Hello! This is still translated by the same team from BR!
Chapter 7.1
by nieye“No, navy is too dull. Bring me something else.”
With a flick of her hand, Esha dismissed the maids carrying a tailcoat and gestured for them to bring another.
She had been sitting on the sofa for two hours now, choosing Johan’s outfit.
“Anything is fine with me, Your Highness,” Johan said quietly from his seat beside her.
But Esha shook her head.
“This will be your first formal appearance in Elendor’s social circle. ‘Anything’ won’t do. First impressions tend to linger for a long time.”
Her voice was gentle but firm.
It had been four years since their engagement, and now the New Year’s ball was just around the corner.
She was examining his wardrobe with even more care and scrutiny than she used for her own gowns.
The designer, clearly flustered, flipped open his sketchbook.
It was rare enough for a wife to involve herself so deeply in her husband’s attire, an engaged woman doing so was nearly unheard of.
“How about green?” Esha mused aloud. “A white shirt, beige trousers. Dark colors don’t suit you as well, since you’re still young. Something lighter would fit better.”
“An impeccable eye, Your Highness,” the designer murmured, adjusting his spectacles. He was already exhausted from her endless rejections.
Another thirty minutes passed as they measured Johan’s frame and settled on cuffs.

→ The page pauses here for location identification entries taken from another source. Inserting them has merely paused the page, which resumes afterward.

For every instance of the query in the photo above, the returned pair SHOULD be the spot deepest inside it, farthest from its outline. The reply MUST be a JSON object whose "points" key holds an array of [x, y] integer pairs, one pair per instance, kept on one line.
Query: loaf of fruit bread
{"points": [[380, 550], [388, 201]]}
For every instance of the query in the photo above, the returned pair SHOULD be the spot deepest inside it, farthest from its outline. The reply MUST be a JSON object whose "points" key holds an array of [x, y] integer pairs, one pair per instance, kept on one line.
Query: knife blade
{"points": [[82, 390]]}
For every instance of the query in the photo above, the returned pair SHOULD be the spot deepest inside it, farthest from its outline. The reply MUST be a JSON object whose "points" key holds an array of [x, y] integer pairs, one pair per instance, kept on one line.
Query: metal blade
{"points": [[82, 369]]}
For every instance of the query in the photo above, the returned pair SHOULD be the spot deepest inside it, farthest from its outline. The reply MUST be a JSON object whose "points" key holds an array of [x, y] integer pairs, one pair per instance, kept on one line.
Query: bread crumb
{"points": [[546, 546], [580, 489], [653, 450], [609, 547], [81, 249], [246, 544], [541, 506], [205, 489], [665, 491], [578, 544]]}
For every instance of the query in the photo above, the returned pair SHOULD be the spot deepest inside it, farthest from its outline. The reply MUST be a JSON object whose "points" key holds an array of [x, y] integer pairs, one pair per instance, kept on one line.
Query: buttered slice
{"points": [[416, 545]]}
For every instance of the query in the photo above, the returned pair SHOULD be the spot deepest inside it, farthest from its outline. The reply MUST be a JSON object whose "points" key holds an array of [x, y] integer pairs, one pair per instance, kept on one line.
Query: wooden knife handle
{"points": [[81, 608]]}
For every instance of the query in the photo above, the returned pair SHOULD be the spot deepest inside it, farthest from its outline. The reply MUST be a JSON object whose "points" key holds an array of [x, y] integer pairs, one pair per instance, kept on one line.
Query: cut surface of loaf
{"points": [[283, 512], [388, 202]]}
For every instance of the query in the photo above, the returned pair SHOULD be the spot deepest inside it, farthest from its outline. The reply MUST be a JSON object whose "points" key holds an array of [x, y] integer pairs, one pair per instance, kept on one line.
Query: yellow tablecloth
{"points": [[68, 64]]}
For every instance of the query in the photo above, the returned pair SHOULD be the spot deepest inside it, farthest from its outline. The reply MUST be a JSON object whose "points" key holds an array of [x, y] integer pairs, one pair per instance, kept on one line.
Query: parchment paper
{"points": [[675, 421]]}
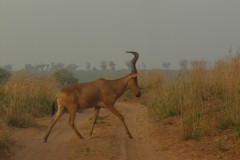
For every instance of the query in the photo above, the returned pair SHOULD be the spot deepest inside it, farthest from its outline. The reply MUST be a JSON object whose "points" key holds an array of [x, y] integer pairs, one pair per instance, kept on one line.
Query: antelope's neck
{"points": [[120, 85]]}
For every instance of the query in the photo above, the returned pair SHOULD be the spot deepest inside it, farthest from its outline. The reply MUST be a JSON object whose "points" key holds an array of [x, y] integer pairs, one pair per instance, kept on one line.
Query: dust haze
{"points": [[35, 32]]}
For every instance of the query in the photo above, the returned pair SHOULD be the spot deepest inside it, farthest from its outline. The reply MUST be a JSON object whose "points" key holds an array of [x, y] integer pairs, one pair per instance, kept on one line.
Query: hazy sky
{"points": [[81, 31]]}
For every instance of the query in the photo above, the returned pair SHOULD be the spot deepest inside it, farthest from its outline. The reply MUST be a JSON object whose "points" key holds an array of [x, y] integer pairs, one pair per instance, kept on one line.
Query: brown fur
{"points": [[100, 93]]}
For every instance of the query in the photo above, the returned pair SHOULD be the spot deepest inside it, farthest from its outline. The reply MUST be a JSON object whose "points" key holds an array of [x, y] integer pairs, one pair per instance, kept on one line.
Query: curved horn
{"points": [[134, 60]]}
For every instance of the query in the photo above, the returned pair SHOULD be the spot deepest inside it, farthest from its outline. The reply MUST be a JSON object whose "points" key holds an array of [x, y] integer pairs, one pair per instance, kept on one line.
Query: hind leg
{"points": [[97, 109], [72, 114], [55, 119]]}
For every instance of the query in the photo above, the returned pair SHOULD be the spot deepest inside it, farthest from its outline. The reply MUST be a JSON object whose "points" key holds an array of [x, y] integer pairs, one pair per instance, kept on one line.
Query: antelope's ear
{"points": [[133, 75]]}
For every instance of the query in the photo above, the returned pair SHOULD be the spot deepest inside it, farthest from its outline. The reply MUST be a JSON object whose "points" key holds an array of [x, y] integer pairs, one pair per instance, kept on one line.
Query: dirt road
{"points": [[109, 140]]}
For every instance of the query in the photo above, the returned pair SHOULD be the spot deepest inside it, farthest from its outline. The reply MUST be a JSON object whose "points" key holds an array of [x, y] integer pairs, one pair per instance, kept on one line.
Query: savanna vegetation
{"points": [[206, 97]]}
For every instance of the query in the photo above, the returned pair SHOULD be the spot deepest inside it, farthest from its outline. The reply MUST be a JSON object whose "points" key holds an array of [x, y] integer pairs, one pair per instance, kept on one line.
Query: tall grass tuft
{"points": [[207, 97], [28, 95]]}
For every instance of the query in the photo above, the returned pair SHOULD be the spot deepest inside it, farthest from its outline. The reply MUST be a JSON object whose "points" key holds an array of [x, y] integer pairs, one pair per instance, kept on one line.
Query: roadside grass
{"points": [[207, 97], [26, 96], [5, 140]]}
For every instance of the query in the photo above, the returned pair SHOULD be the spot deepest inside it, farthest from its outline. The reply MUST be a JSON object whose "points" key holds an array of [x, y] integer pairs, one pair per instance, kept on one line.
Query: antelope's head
{"points": [[133, 82]]}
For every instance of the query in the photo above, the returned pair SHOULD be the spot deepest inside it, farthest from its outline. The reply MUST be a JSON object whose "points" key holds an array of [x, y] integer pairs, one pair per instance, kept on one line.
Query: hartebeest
{"points": [[100, 93]]}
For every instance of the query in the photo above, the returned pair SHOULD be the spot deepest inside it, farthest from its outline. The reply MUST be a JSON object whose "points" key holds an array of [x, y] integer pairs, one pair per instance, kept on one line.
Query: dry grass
{"points": [[207, 97], [26, 96]]}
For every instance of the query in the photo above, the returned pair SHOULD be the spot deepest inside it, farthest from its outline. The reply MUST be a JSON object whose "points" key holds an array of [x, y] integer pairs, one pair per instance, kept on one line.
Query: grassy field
{"points": [[206, 97]]}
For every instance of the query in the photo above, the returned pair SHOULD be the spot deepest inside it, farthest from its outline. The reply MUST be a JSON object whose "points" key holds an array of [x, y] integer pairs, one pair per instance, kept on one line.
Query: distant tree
{"points": [[196, 62], [4, 75], [7, 67], [104, 65], [30, 67], [166, 65], [64, 76], [72, 67], [112, 65], [128, 64], [183, 64], [144, 66], [88, 66], [57, 66]]}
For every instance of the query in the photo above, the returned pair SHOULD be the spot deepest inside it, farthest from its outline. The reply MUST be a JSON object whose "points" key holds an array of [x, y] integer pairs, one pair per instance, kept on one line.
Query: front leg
{"points": [[114, 111], [97, 109]]}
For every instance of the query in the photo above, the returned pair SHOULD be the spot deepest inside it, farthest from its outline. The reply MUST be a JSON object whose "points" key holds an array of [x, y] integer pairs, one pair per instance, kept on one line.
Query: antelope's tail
{"points": [[54, 106]]}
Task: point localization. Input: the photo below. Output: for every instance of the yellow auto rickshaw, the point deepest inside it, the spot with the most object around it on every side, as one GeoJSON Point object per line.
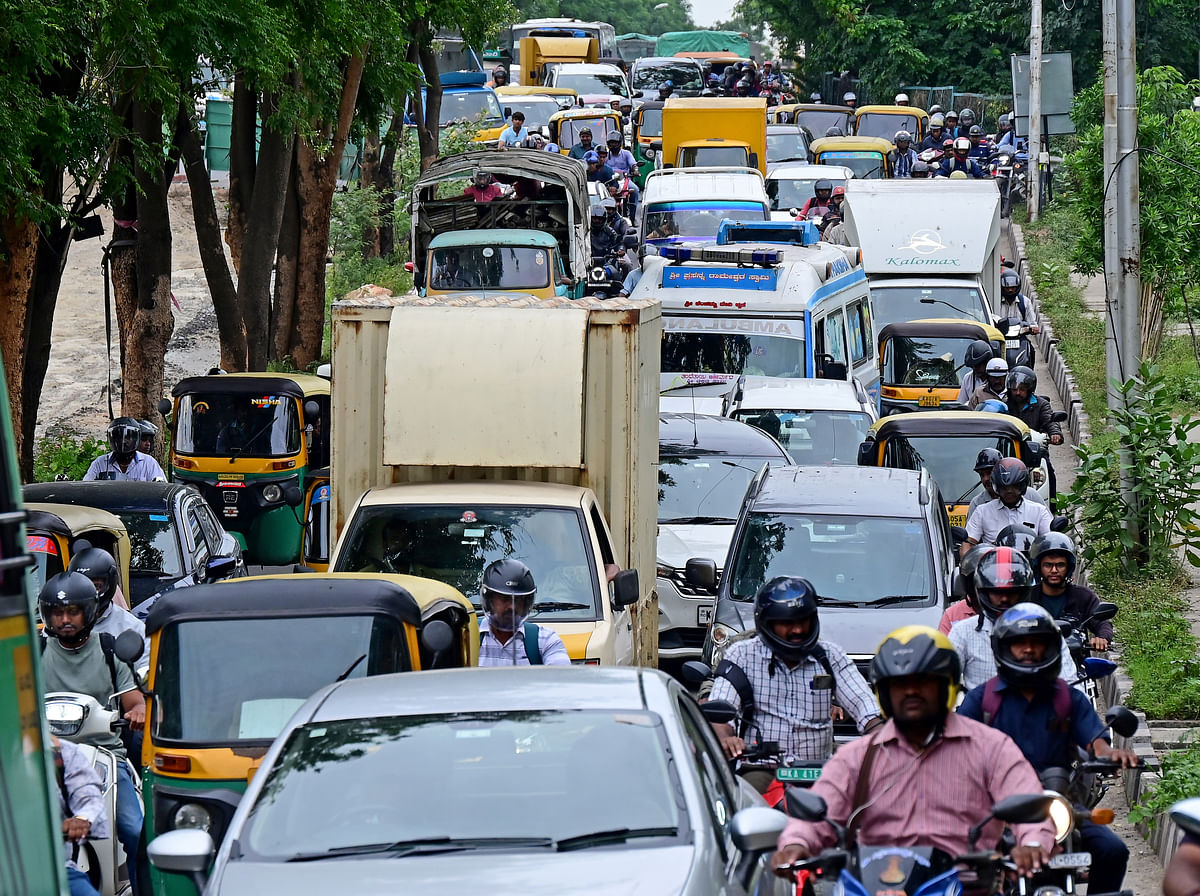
{"type": "Point", "coordinates": [886, 120]}
{"type": "Point", "coordinates": [247, 443]}
{"type": "Point", "coordinates": [921, 362]}
{"type": "Point", "coordinates": [53, 529]}
{"type": "Point", "coordinates": [231, 662]}
{"type": "Point", "coordinates": [868, 156]}
{"type": "Point", "coordinates": [946, 444]}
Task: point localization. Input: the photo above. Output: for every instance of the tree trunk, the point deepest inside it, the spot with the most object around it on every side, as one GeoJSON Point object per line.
{"type": "Point", "coordinates": [231, 328]}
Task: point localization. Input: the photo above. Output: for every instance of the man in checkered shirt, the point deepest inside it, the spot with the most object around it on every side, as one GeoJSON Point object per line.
{"type": "Point", "coordinates": [793, 678]}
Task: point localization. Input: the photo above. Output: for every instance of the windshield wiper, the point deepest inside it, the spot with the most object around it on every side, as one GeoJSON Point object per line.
{"type": "Point", "coordinates": [618, 835]}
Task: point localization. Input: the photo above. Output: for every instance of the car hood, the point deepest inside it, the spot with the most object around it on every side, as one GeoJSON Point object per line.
{"type": "Point", "coordinates": [631, 872]}
{"type": "Point", "coordinates": [679, 542]}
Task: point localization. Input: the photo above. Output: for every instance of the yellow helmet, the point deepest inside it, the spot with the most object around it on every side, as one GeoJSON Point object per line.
{"type": "Point", "coordinates": [916, 650]}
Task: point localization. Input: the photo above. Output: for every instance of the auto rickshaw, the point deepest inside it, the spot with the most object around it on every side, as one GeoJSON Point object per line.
{"type": "Point", "coordinates": [946, 444]}
{"type": "Point", "coordinates": [886, 120]}
{"type": "Point", "coordinates": [247, 442]}
{"type": "Point", "coordinates": [231, 662]}
{"type": "Point", "coordinates": [921, 362]}
{"type": "Point", "coordinates": [565, 126]}
{"type": "Point", "coordinates": [867, 155]}
{"type": "Point", "coordinates": [53, 529]}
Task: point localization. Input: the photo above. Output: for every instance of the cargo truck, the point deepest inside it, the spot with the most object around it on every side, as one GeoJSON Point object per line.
{"type": "Point", "coordinates": [473, 427]}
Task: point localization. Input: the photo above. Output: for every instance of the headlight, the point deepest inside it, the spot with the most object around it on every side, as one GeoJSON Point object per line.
{"type": "Point", "coordinates": [192, 816]}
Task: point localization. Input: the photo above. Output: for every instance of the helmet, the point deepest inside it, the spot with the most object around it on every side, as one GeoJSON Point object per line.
{"type": "Point", "coordinates": [70, 589]}
{"type": "Point", "coordinates": [1053, 543]}
{"type": "Point", "coordinates": [1011, 473]}
{"type": "Point", "coordinates": [786, 599]}
{"type": "Point", "coordinates": [124, 436]}
{"type": "Point", "coordinates": [977, 353]}
{"type": "Point", "coordinates": [916, 650]}
{"type": "Point", "coordinates": [1023, 376]}
{"type": "Point", "coordinates": [987, 459]}
{"type": "Point", "coordinates": [97, 564]}
{"type": "Point", "coordinates": [508, 578]}
{"type": "Point", "coordinates": [1026, 620]}
{"type": "Point", "coordinates": [1003, 569]}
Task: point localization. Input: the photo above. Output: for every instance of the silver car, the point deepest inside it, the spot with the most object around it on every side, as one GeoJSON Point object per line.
{"type": "Point", "coordinates": [528, 780]}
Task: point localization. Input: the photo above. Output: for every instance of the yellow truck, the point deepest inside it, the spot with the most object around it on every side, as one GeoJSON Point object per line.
{"type": "Point", "coordinates": [707, 131]}
{"type": "Point", "coordinates": [539, 52]}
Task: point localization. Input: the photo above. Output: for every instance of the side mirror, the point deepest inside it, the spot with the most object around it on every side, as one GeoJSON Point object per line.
{"type": "Point", "coordinates": [701, 573]}
{"type": "Point", "coordinates": [219, 567]}
{"type": "Point", "coordinates": [627, 589]}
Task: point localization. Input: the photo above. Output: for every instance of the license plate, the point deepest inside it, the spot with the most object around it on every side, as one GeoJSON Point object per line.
{"type": "Point", "coordinates": [786, 774]}
{"type": "Point", "coordinates": [1071, 860]}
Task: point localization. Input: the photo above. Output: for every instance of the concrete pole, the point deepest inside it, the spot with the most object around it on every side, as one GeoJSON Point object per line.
{"type": "Point", "coordinates": [1035, 169]}
{"type": "Point", "coordinates": [1113, 318]}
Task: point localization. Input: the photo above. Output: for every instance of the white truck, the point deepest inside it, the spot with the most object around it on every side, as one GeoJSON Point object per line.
{"type": "Point", "coordinates": [473, 427]}
{"type": "Point", "coordinates": [930, 247]}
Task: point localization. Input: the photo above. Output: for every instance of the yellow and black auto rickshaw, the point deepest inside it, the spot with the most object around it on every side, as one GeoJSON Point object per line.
{"type": "Point", "coordinates": [249, 443]}
{"type": "Point", "coordinates": [921, 362]}
{"type": "Point", "coordinates": [231, 662]}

At last, Esha pressed a hand to her sore back as they walked side by side down the corridor. Outside, the sun was already dipping below the horizon, painting the windows in shades of gold and rose.
“Your Elendorian has improved so much. I’d believe it if someone told me you were Elendorian yourself.”
At her praise, the tips of Johan’s ears flushed pink.
Esha often told him he was “just like an Elendorian” these days, and though the compliment always left a faint weight in his chest, anything spoken from her lips brought him quiet joy.
Even if he could no longer throw himself into her arms like a child…
“Sister…”
Johan spoke hesitantly.
His voice had deepened with age. It was low, calm, and steady now, and he was no longer mocked for his accent.
“I have a request.”
Though he still called her “Sister” when they were alone, Johan no longer spoke with the childish cadence he once had, and Esha found herself missing it.
There had been a time when he’d chatter away in clumsy Elendorian, endearingly awkward.
She drifted for a moment into that memory, then finally asked,
“A request?”
“After the New Year’s Festival… I’d like to spend some time in Atlan.”
“Hmm. Shouldn’t you ask His Majesty’s permission first?”
“That’s…”
Johan trailed off.
Of course, he already knew what the answer would be. Esha did too.
That stubbornness in her nature, she had inherited it from her father. Edmund was the kind of man who, once he said “no,” meant it absolutely.
“You know how it will be, Sister…”
There was the faintest trace of forced charm in his voice, and Esha’s lips curved faintly in amusement.
When had he grown so tall? The head that once reached only her waist was now level with her eyes.
In the four years since their engagement, they had spoken of countless things, growing undeniably close. But year after year, Esha could not help but notice how visibly more somber Johan had become.
And she knew why. He missed his homeland.
“I’m sorry,” she said firmly. “You know it’s not possible.”
Perhaps if she begged Edmund, it could be arranged.
But she didn’t want to go that far. Not because she couldn’t, but because she feared that if Johan set foot on Atlan’s soil again, he might choose never to return.
Johan never asked a second time when his first request was denied. Instead, his lips pressed into a thin, silent line.
The two of them continued down the long corridor without a word.
Tonight was the evening they had planned to dine together in the greenhouse, so they were already dressed for the occasion.
For four years, those within the imperial palace had spoken of their relationship not as an engagement but as if Johan were a fledgling bird following its mother.
To see Esha—the quiet, sensitive princess so often overshadowed by her sister—pour such devotion into caring for her fiancé as though he were her only younger brother had been nothing short of astonishing.
The sight of the young betrothed pair leaning so deeply on one another slowly began to shift even the palace servants’ prejudices about them.